Watch the video, starting at 23:34 , and read his full remarks, below:
"Thank you to HUD’s leadership and PD&R for focusing today on such an important topic. To all of you here in the room and watching online, thank you for everything you do each day to work for a more just nation in which no one has to experience the tragedy of homelessness.
When I first entered homelessness work in the early 1990s, we didn’t have Housing First. As outreach workers, we had little to offer but socks, water, and a list of phone numbers to call for shelter. Later, when I was a housing case manager, we designed programs—too often without the input of those most impacted—requiring six months of sobriety, mental health treatment, and other hurdles before people could access housing. In other words, we expected people to get sober and to address mental health issues and trauma histories while living in an alley or a tent, in a shelter or a vehicle, all to show that they were ready for housing.
The question we should have been asking was this: How do we make sure that the housing we are offering is ready for the person? Not the other way around.
When Housing First came along, it was, in the words of Dr. Jim O’Connell in Boston, “sheer magic.” When offered rapid access to housing and robust wraparound supports, many who had previously been written off as “not ready” for housing thrived in the stability of a home. As the evidence base grew, quantitative data as well as the qualitative evidence of personal stories of recovery and reconnection showed in deeply personal and profound ways that housing is indeed the foundation for getting and keeping a job, addressing mental health and substance use, and reconnecting with family, friends, and community.
Housing First is both a philosophical approach that can be applied in many ways and a program model that requires fidelity in practice. Housing First does not mean housing only. Supportive services tailored to the individual are a critical part of the equation. It is this combination of housing and supports that helps people successfully exit homelessness and stay housed.
The reduction in veteran homelessness over the past decade—55% according to HUD’s latest data—is perhaps the best proof point. When HUD does what it does best—housing—and the VA does what it does best—a rich array of health services and other supports—the sheer magic of Housing First works.
The evidence for Housing First is extraordinary: 9 out of 10 program participants stably housed after 2 years; increased income; cost savings to emergency response systems. Not only does Housing First work, but it is also cost-effective.
While 9 out of 10 is great, that also means that Housing First doesn’t work for everyone. In health care, 99 surgeries out of 100 can go perfectly; yet if one patient is lost, there is a deep, clear-eyed assessment of what went wrong and what can be improved next time. We are not always great at applying such a standard of excellence in our response to homelessness.
We know that Housing First is not a panacea. Housing First was designed to end homelessness at the individual level—not to solve the structural causes of homelessness, such as the severe lack of affordable housing, ongoing impacts of structural racism, and lack of access to mental health care and drug and alcohol treatment on demand. Blaming Housing First for the ongoing homelessness crisis is like blaming cancer treatments for cancer. It doesn’t cure every person, and we have much more to learn, but we are saving lives on a daily basis.

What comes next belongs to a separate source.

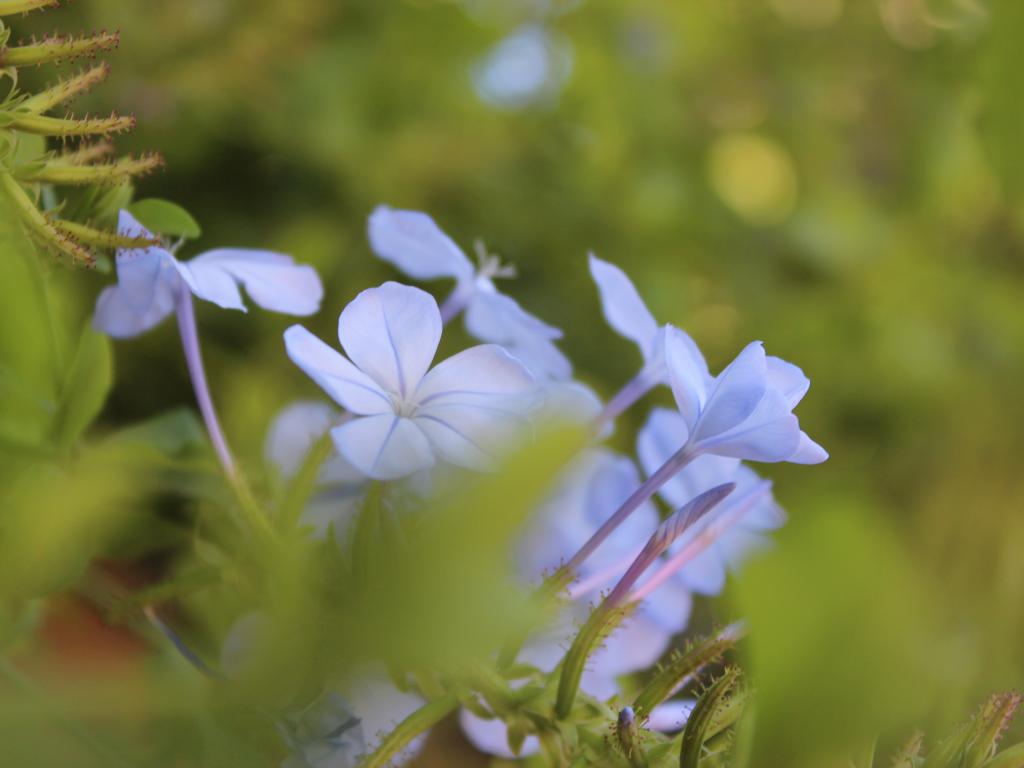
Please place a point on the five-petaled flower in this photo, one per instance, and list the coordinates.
(151, 279)
(416, 245)
(462, 411)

While Housing First has ended homelessness for hundreds of thousands of individuals, we have not scaled it up to meet the need; we have not paired it with prevention strategies that stem inflow into homelessness; and we have not done enough to examine other models of care for people not served well by Housing First.
Retreating from Housing First would be bad public policy. But so would an over-reliance on Housing First as the only solution. We must create a richer, more nuanced continuum of housing and service options that work for different people who have different needs.
My challenge to you is this: We must come together to scale up what works. We must continue to identify gaps in our approach and test innovative new models. We must come together across the political spectrum, across federal agencies, and across local systems of care to approach the life and death crisis of homelessness with urgency, creativity, and compassion.
Thank you for being here today and thank you for everything you do to fight for the human right to housing.